Rather than the opulent trappings of luxury, LXR aims to share local stories and visions with guests who want to discover more beyond the beauty and glamour of destinations.
“With LXR, we are catering to the needs of guests who want to immerse themselves in local cultures. And there is no better place than Asia Pacific to launch a collection of independent hotels with unique identities. When you consider destinations such as Kyoto, which is so rich in culture and tradition, a Conrad or a Waldorf brand would not have worked, but it is a perfect fit for LXR’s positioning on unique experiences that represent the local traditions of its location,” said Nils-Arne Schroeder, Vice President, Luxury & Lifestyle, Asia Pacific, Hilton.
The addition of the LXR brand into Hilton’s luxury portfolio has stirred up the pot and introduced a distinctive flavour into the mix. Schroeder shared that Waldorf Astoria is predominantly about unforgettable stays in iconic hotels with unparalleled service and culinary highlights; while Conrad offers art and technology for modern travellers. Therefore, Hilton guests who are looking for novel experiences will want to be in a LXR property that benefits from the quality assurance of the brand, yet provides the unique and customised characteristics of an independent hotel.

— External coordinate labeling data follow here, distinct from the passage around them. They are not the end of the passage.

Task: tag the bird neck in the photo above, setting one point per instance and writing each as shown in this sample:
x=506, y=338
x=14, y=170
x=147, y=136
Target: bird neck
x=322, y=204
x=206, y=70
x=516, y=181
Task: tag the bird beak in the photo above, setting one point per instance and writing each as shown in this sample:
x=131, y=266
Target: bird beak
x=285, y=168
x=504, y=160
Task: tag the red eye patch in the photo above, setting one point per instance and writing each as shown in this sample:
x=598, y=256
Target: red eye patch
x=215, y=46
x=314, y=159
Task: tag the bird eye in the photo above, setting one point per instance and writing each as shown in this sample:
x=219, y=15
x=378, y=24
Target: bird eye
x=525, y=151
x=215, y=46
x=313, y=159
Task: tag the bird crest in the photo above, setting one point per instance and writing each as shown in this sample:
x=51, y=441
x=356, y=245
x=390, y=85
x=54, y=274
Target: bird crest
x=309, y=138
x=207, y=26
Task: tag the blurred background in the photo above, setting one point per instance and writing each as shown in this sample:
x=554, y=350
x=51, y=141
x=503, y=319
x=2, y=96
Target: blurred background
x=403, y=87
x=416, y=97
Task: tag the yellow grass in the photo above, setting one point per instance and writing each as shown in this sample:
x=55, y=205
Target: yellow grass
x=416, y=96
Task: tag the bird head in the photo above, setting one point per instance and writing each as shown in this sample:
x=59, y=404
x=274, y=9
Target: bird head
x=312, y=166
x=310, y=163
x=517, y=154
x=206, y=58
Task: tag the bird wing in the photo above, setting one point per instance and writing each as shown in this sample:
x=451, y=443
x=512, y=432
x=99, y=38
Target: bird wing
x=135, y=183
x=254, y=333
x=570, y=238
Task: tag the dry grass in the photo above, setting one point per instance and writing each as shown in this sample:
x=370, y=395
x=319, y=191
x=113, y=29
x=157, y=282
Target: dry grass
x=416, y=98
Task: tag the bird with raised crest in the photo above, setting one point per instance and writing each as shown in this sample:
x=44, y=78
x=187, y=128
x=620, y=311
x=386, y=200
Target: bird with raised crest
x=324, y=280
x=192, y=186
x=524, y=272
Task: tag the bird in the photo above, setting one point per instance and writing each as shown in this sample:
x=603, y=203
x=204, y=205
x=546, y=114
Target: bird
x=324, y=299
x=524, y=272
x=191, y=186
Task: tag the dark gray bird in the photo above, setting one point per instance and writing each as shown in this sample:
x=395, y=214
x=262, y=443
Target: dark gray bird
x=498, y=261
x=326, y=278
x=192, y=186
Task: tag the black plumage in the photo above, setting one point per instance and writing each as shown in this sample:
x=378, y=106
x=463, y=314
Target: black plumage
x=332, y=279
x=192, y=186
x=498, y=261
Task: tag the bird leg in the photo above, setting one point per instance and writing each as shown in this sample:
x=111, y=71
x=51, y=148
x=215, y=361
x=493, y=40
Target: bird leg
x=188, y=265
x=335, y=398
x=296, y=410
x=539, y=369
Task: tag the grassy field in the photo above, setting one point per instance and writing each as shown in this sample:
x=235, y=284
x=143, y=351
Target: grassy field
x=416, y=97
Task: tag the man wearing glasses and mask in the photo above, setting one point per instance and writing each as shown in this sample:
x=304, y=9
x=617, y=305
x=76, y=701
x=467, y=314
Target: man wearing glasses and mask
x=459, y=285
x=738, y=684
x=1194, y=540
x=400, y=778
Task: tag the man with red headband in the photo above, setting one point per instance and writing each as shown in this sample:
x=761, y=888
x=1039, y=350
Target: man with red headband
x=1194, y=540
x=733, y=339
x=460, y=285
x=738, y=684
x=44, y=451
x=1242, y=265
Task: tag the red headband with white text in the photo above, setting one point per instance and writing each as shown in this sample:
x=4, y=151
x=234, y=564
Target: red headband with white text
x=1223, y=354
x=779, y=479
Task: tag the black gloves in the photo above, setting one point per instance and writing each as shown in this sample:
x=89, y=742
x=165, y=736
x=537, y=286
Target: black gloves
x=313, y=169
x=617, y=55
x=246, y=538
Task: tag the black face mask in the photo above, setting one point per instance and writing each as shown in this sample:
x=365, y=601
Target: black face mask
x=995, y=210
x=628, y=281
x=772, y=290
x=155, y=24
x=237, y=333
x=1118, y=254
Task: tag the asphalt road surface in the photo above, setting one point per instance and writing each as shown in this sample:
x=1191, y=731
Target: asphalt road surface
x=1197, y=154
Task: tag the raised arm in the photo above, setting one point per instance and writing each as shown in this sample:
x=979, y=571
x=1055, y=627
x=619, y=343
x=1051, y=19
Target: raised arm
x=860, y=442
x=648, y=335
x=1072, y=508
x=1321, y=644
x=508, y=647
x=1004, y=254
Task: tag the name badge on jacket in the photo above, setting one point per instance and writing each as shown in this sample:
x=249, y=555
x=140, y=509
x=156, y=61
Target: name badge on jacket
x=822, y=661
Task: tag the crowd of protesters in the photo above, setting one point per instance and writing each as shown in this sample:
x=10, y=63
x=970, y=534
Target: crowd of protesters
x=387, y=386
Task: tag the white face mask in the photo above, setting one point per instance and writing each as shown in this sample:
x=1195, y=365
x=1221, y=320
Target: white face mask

The King Deluxe room overlooks expansive views of the Takagamine mountains in northern Kyoto.
From post-pandemic to the golden era of travel
“The purpose of travel is something that is being questioned by many travellers, especially the younger generations. Even before the pandemic changed the way people view travel, Hilton has already been focusing on travel with a purpose for over a decade. We have committed to doubling our investment in social impact and cutting our environmental impact by half by 2030. That was a commitment we made three years ago, and we are guided by our founding purpose of building a better place to travel,” said Schroeder.
With sustainability and community engagement gaining even more importance with travellers, Hilton’s eco-agenda is sharpened further by the LXR brand, which will see further expansion in Asia Pacific’s culture-rich destinations. Similarly, the Waldorf Astoria and Conrad brands are making strong inroads into the region.
“For the LXR brand, we want to look for unique locations with the right partnerships and we have discussions underway for the next LXR hotel, which we will announce in due time. Ultimately, Asia Pacific is really the home ground of luxury, and I feel there's at least 10 destinations where I could see a LXR brand being launched,” shared Schroeder.
With the reopening of borders, guests will return and they will be looking for luxury experiences that are purposeful and have an impact on the environment. “Our CEO called it the golden era of travel, and it is very apt. We could not see it six months ago, but we can now see that people have a strong desire to travel. And they will want to make the right choices to pamper themselves meaningfully,” he added.